By using the efficiency and temperature relation, we can calculate the total efficiency, and after that, by comparing the work per unit of heat, we can get the heat input from the work done, and we can find the rate of exhaust heat output.

Formulae:

The efficiency of the Carnot cycle,

$\mathrm{\epsilon }=\frac{\left({\mathrm{T}}_{\mathrm{H}}-{\mathrm{T}}_{\mathrm{L}}\right)}{{\mathrm{T}}_{\mathrm{H}}}=\frac{\left|\mathrm{W}\right|}{{\mathrm{Q}}_{\mathrm{H}}}$ (1)

The work is done per cycle using the first law of thermodynamics,

$\mathrm{W}={\mathrm{Q}}_{\mathrm{H}}-{\mathrm{Q}}_{\mathrm{L}}$ (2)

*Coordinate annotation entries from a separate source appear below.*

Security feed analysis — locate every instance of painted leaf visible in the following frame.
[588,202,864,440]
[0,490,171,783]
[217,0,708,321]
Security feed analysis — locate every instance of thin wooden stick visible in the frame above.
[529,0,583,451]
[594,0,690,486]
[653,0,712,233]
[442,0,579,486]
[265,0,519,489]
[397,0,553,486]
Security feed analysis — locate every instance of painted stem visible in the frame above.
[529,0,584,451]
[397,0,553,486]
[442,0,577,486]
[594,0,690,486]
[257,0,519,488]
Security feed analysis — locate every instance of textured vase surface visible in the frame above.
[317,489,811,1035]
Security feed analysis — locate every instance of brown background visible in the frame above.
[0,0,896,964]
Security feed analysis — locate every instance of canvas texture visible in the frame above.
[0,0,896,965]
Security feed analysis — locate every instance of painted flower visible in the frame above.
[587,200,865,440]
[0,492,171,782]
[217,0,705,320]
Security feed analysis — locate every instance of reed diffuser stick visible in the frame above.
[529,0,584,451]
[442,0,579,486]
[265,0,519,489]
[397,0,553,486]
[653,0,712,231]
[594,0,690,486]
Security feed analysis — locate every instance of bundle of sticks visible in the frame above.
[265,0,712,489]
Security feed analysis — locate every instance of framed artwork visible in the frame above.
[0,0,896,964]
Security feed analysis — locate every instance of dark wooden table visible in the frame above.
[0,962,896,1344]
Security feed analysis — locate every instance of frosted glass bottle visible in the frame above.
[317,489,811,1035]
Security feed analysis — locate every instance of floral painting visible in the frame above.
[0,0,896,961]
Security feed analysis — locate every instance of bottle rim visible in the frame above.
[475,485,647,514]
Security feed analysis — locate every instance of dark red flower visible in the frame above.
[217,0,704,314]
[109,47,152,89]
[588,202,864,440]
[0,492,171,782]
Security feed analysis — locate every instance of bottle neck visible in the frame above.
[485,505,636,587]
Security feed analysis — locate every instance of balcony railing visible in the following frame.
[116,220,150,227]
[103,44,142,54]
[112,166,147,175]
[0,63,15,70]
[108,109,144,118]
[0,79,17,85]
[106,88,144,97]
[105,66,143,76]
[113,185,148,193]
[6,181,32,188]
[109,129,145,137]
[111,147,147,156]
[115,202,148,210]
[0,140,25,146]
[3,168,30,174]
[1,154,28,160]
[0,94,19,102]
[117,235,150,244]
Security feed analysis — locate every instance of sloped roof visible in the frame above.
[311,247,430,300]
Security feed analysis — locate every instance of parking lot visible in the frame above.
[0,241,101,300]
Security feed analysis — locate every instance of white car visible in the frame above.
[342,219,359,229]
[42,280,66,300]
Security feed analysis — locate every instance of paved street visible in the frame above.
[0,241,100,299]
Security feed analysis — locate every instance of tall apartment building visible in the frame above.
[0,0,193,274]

By substituting the given values in equation (1), we can get the efficiency of the engine as given:

$$\begin{gathered} \mathrm{\epsilon }=\frac{373\mathrm{K}-333\mathrm{K}}{373\mathrm{K}} \\ =\frac{40\mathrm{K}}{373\mathrm{K}} \\ =0.11 \end{gathered}$$

Now, using the same efficiency in the equation (1), we can get the energy transferred as heat is given as follows:

${\mathrm{Q}}_{\mathrm{H}}=\frac{1}{\mathrm{\epsilon }}\times \mathrm{W}$

Now, differentiating the above equation with respect to time, we can get the rate of input heat as given:

$$\begin{gathered} \frac{{\mathrm{dQ}}_{\mathrm{H}}}{\mathrm{dt}}=\frac{1}{\mathrm{\epsilon }}\times \frac{\mathrm{dW}}{\mathrm{dt}} \\ =\frac{1}{\mathrm{\epsilon }}\times \mathrm{P} \\ =\frac{1}{0.11}\times 500 \\ =4.66\times {10}^3\mathrm{J}/\mathrm{s} \end{gathered}$$

Hence, the value of the rate of input heat is$4.66\times {10}^3\mathrm{J}/\mathrm{s}$

Now, substituting the value of equation (2) in equation (1), we get the value of efficiency as:

$$\begin{gathered} \mathrm{\epsilon }=\frac{\left|{\mathrm{Q}}_{\mathrm{H}}\right|-\left|{\mathrm{Q}}_{\mathrm{L}}\right|}{\left|{\mathrm{Q}}_{\mathrm{H}}\right|} \\ =1-\frac{\left|{\mathrm{Q}}_{\mathrm{H}}\right|}{\left|{\mathrm{Q}}_{\mathrm{H}}\right|} \end{gathered}$$

where ${\mathrm{Q}}_{\mathrm{L}}$is the exhaust heat

By putting the value of efficiency in the above equation, we get the relation of input and exhaust heat as follows:

$$\begin{gathered} 0.11=1-\frac{\left|{\mathrm{Q}}_{\mathrm{L}}\right|}{\left|{\mathrm{Q}}_{\mathrm{H}}\right|} \\ \frac{\left|{\mathrm{Q}}_{\mathrm{L}}\right|}{\left|{\mathrm{Q}}_{\mathrm{H}}\right|}=1-0.11 \\ {\mathrm{Q}}_{\mathrm{L}}=0.89{\mathrm{Q}}_{\mathrm{H}} \end{gathered}$$

Differentiating the above equation with respect to time, we can get the rate of exhaust heat as follows:

$$\begin{gathered} \frac{\mathrm{dQ}}{\mathrm{dt}}=0.89\frac{{\mathrm{dQ}}_{\mathrm{H}}}{\mathrm{dt}} \\ =0.89\times \left(4.66\times {10}^3\mathrm{J}/\mathrm{s}\right) \\ =4.16\times {10}^3\mathrm{J}/\mathrm{s} \end{gathered}$$

Hence, the value of the exhaust heat is $4.16\times {10}^3\mathrm{J}/\mathrm{s}$